Antoine Bourguilleau : Cela fait longtemps que des historiens, des sociologues ou des spécialistes des sciences de l’éducation s’intéressent au jeu, à leur utilisation pour former ou éduquer, et la France se caractérise notamment par des travaux tout à fait excellents d’universitaires sur les jeux vidéos et leur intérêt, permettant de sortir de la stigmatisation trop souvent choisie comme axe premier par les grands médias. Non, les jeux ne sont pas plus abrutissants que la télévision et, au contraire, en permettant au joueur d’interagir avec la machine ou d’autres joueurs, lui donnent l’occasion de s’interroger sur la pertinence de sa stratégie, de sa pensée, et d’intégrer l’autre dans cette équation. Le jeu est un excellent outil de recherche et de prospection. 

Napoleon.org : Question subsidiaire.
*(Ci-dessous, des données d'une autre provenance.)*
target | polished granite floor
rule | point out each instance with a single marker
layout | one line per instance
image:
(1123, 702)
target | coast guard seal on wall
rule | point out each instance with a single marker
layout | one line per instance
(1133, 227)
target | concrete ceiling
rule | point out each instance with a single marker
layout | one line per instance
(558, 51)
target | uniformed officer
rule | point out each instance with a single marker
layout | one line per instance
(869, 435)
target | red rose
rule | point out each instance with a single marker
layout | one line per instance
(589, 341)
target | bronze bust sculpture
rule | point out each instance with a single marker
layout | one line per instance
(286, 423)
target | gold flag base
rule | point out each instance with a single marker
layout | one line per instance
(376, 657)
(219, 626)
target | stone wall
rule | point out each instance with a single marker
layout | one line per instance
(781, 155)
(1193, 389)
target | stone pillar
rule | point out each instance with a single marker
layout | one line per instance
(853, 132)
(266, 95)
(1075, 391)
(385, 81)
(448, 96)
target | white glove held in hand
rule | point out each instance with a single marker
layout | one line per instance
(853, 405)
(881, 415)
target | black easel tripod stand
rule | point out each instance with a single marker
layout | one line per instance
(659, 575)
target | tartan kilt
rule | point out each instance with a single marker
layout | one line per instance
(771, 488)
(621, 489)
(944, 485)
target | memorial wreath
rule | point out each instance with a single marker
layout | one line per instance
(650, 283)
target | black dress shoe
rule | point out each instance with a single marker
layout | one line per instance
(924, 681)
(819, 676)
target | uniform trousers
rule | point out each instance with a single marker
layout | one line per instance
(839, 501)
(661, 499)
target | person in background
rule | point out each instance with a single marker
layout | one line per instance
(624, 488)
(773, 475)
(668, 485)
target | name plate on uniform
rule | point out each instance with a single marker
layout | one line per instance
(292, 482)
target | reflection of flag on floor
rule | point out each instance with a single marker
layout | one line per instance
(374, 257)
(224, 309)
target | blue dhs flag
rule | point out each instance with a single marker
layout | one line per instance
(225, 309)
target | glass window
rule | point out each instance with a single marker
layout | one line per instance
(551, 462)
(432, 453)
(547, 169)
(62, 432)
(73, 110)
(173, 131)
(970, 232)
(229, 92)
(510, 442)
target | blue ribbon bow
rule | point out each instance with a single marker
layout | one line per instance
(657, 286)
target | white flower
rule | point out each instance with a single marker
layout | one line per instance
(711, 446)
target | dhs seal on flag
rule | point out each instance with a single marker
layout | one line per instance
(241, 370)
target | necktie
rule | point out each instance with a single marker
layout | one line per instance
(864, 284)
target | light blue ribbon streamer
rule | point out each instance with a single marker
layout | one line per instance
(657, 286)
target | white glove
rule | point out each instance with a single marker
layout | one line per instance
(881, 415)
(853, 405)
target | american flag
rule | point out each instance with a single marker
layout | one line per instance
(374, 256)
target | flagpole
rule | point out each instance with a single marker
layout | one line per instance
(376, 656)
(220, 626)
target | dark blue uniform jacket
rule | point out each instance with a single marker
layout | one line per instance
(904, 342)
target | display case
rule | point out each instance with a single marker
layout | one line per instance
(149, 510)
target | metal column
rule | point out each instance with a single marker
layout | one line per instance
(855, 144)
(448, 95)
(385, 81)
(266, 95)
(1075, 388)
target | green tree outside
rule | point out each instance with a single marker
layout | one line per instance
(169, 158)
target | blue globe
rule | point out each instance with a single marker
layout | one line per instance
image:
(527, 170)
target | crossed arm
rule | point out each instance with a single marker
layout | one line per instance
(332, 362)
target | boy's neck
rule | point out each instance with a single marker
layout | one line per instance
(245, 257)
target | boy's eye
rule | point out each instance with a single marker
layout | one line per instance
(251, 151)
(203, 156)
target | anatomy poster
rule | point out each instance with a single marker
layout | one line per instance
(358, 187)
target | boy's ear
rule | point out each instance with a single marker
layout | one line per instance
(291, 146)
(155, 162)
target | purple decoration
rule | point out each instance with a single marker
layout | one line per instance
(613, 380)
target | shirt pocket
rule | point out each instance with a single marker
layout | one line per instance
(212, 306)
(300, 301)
Vous êtes vous-même wargamer : à l’approche de l’été un conseil pour jouer napoléonien ?

Antoine Bourguilleau : Si l’on apprécie les jeux vidéos, la série des Total War est fort bien conçue, avec les limites d’un jeu où, sans doute, le général que l’on incarne dispose d’un niveau de maîtrise et d’omniscience dont les généraux d’Empire auraient rêvé. En termes de jeux de plateau, j’apprécie la série Command & Colors de l’éditeur GMT qui, tout en étant simple, permet de rejouer des batailles de l’Empire en une heure.